Hey, if we can get it to stop swearing, we can get it to not destroy the world, right?
TinkerBird
They also recorded this follow-up with Yudkowsky if anyone’s interested:
https://twitter.com/BanklessHQ/status/1627757551529119744
______________
>Enrico Fermi was saying that fission chan reactions were 50 years off if they could ever be done at all, two years before he built the first nuclear pile. The Wright brothers were saying heavier-than-air flight was 50 years off shortly before they built the first Wright flyer.
The one hope we may be able to cling to is that this logic works in the other direction too—that AGI may be a lot closer than estimated, but so might alignment.
Pretty sobering, and it’s pretty clear that it’s beyond the time we got serious about this. I might put together a post of my own calling for any creative ideas that ordinary people can implement to help the cause, but the most obvious thing is to raise awareness. I hope Yudkowsky gets the chance to do a lot more interviews like this.

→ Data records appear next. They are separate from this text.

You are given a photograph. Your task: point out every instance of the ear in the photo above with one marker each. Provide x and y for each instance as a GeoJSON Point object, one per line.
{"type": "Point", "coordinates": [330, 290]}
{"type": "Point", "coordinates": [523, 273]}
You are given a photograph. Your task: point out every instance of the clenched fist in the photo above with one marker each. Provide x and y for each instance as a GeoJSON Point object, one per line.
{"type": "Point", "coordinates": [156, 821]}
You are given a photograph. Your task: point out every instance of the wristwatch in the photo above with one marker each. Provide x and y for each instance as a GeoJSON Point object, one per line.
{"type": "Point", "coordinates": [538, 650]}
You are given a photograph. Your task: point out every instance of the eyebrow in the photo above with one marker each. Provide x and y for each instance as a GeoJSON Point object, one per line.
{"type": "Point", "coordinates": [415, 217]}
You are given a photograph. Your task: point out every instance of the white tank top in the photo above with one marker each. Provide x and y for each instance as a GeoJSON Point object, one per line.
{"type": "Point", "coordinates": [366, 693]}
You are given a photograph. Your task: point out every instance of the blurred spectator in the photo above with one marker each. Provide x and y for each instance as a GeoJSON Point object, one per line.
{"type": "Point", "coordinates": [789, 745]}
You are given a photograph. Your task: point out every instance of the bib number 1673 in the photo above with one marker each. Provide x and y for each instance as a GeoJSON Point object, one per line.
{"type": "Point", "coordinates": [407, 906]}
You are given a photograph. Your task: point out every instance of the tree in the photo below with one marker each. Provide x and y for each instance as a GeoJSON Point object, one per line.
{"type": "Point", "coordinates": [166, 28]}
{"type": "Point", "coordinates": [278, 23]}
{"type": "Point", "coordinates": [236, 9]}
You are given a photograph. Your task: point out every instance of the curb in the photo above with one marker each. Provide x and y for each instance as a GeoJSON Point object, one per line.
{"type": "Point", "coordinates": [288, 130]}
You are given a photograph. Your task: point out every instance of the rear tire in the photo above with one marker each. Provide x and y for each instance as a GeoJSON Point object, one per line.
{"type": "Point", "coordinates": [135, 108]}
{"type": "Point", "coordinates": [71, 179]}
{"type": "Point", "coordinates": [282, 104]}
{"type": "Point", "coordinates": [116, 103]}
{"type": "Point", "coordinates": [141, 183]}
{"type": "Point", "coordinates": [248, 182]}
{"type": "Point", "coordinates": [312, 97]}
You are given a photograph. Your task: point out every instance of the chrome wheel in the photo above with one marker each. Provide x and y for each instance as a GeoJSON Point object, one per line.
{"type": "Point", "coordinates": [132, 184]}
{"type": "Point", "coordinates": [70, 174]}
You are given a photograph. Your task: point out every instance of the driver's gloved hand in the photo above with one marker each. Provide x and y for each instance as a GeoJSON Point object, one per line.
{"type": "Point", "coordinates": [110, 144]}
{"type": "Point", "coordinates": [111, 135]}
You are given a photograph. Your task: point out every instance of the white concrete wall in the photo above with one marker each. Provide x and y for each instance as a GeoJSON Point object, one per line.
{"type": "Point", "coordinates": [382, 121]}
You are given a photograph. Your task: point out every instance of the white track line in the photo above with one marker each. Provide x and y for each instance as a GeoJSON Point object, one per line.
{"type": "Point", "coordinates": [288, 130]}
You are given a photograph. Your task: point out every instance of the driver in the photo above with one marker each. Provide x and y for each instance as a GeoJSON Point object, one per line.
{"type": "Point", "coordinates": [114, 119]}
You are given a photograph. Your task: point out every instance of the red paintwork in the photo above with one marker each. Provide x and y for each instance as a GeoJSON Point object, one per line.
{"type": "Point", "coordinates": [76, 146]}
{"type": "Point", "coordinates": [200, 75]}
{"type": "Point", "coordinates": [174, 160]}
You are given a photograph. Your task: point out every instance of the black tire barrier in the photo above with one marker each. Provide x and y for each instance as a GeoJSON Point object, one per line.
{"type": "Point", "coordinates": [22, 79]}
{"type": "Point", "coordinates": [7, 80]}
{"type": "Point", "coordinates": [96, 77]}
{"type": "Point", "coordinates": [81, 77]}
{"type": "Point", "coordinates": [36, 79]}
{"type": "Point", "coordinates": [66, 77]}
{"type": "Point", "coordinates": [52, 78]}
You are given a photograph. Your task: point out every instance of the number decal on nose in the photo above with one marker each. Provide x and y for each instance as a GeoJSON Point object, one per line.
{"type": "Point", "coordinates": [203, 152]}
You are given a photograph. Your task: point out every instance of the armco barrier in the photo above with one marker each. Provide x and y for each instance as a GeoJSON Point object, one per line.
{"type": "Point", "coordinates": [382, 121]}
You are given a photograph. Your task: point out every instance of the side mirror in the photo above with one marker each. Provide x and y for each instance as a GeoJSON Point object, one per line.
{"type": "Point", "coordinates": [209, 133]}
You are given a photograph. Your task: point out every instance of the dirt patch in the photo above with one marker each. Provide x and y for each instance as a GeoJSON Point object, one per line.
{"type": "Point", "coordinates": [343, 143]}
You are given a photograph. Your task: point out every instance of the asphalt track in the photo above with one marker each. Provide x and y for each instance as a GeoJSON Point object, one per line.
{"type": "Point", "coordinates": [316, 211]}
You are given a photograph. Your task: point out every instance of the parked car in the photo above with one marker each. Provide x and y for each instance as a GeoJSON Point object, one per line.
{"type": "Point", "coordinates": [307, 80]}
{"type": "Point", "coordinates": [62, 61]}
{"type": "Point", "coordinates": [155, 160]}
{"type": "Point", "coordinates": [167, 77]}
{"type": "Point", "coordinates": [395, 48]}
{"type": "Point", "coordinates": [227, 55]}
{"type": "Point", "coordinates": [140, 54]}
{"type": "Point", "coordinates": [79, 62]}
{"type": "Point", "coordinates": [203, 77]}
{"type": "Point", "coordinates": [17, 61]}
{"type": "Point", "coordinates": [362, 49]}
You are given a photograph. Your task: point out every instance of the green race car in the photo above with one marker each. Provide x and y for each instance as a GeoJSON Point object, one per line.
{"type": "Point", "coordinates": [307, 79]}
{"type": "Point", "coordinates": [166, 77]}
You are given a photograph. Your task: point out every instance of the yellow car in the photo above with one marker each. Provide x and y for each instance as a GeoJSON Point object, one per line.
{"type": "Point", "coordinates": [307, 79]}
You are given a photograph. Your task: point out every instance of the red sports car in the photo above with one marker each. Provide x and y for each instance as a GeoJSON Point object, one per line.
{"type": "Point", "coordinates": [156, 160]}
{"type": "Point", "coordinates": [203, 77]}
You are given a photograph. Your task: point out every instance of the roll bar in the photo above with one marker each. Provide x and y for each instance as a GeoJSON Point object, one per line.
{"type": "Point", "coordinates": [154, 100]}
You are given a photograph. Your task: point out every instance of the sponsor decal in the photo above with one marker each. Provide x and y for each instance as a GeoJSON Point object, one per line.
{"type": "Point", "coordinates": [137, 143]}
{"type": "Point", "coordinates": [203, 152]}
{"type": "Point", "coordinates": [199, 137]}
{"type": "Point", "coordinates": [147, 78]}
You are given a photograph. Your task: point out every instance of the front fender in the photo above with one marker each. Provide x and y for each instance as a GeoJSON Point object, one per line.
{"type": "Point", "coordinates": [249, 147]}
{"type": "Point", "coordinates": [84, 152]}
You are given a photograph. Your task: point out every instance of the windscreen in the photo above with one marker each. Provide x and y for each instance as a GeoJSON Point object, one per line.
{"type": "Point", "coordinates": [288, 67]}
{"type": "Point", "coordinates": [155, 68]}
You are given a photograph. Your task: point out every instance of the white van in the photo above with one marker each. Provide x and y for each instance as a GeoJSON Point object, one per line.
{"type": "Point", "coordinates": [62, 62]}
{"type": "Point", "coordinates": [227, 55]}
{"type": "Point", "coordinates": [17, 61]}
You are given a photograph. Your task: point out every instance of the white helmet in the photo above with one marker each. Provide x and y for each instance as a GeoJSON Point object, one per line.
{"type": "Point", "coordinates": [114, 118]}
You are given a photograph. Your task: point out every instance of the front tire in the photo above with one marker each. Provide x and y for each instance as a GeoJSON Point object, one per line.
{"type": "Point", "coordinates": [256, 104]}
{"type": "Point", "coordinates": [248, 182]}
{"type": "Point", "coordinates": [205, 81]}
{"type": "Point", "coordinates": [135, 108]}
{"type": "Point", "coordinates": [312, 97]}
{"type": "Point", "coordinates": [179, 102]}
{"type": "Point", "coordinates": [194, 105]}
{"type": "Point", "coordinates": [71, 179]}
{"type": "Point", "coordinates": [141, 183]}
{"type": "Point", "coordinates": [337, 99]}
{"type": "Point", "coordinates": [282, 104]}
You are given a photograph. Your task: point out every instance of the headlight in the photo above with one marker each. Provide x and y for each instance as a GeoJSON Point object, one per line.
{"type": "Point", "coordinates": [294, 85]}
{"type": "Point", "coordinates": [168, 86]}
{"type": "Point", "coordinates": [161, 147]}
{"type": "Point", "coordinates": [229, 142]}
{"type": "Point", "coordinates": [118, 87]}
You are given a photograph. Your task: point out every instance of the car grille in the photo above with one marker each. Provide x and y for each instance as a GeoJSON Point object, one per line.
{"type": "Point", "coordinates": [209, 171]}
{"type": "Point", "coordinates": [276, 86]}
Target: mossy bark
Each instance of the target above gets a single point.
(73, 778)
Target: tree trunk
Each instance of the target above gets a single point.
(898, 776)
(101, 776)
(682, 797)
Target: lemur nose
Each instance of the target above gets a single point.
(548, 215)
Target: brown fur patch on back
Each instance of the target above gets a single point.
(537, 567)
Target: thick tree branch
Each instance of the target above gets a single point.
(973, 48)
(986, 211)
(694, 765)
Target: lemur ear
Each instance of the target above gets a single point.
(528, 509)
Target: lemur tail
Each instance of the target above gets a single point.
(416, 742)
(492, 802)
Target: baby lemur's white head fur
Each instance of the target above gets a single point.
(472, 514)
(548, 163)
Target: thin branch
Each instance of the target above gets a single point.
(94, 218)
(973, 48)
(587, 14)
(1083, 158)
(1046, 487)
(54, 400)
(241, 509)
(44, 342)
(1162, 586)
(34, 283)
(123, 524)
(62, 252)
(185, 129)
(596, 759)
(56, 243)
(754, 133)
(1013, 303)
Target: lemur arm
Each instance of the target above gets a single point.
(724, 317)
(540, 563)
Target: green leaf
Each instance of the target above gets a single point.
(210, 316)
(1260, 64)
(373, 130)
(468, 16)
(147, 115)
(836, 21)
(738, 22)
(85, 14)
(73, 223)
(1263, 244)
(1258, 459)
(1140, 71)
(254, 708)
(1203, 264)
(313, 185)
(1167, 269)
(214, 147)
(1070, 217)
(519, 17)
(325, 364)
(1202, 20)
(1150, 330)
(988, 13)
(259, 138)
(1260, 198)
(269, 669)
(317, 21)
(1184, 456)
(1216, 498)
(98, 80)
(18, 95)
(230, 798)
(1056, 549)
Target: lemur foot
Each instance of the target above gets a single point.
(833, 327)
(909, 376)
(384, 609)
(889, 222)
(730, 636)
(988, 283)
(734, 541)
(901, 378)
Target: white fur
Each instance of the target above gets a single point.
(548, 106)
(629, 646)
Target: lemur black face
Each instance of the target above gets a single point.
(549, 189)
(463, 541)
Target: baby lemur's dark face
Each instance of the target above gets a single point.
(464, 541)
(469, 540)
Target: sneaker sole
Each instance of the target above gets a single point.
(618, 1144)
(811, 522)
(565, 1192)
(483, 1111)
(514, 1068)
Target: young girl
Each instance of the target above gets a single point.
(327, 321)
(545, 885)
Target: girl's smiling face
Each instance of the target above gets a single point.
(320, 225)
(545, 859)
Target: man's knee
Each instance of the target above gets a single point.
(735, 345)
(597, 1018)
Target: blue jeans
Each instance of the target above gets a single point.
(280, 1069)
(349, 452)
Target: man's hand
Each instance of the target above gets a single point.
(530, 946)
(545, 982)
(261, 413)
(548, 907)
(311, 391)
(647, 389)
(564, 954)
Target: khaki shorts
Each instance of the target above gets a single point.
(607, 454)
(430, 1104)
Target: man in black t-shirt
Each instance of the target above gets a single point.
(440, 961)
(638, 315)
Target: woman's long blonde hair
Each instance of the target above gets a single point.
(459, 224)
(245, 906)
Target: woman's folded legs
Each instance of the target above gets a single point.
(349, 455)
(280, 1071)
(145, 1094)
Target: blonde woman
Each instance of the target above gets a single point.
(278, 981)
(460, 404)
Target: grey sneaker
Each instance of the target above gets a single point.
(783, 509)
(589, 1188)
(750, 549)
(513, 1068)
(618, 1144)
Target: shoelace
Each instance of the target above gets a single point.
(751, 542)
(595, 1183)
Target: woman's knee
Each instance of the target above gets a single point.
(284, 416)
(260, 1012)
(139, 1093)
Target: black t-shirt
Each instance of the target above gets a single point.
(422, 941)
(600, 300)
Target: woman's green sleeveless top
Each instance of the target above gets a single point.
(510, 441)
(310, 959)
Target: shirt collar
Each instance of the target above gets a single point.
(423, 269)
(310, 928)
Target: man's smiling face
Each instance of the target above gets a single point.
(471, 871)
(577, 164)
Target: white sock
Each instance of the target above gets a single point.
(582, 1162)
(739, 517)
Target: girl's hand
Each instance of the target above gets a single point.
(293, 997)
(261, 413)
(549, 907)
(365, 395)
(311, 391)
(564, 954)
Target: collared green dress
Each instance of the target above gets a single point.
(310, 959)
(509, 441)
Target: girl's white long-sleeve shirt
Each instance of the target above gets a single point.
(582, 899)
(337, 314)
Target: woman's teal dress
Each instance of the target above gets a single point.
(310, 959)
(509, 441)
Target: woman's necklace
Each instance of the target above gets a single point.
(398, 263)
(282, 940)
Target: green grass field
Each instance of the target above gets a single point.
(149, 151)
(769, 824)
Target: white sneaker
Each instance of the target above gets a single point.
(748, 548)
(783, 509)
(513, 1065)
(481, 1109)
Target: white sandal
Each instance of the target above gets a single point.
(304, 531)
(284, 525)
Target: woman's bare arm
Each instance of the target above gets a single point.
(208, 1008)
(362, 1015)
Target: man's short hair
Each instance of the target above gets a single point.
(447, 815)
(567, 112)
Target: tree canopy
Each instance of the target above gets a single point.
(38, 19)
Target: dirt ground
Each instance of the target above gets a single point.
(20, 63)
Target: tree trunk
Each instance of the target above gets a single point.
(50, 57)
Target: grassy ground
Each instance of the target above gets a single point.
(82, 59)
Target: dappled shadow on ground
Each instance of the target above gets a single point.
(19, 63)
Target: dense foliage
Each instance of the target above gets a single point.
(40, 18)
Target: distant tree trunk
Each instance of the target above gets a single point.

Yudkowsky, if you ever see this, please don’t give up hope. Crazy breakthroughs do happen, and more people are getting into alignment as time goes on.
I said elsewhere earlier: “AGI has the power to destroy the entire human race, and if we believe there’s even a 1% chance that it will, then we have to treat it as an absolute certainty.”
And I’m pretty sure that no expert puts it below 1%
Fighting For Our Lives—What Ordinary People Can Do
On the bright side… Nope, I’ve got nothing.
Design a series of puzzles and challenges as a learning tool for alignment beginners, that when solved, progressively reveal more advanced concepts and tools. The goal is for participants to stumble upon a lucky solution while trying to solve these puzzles in these novel frames.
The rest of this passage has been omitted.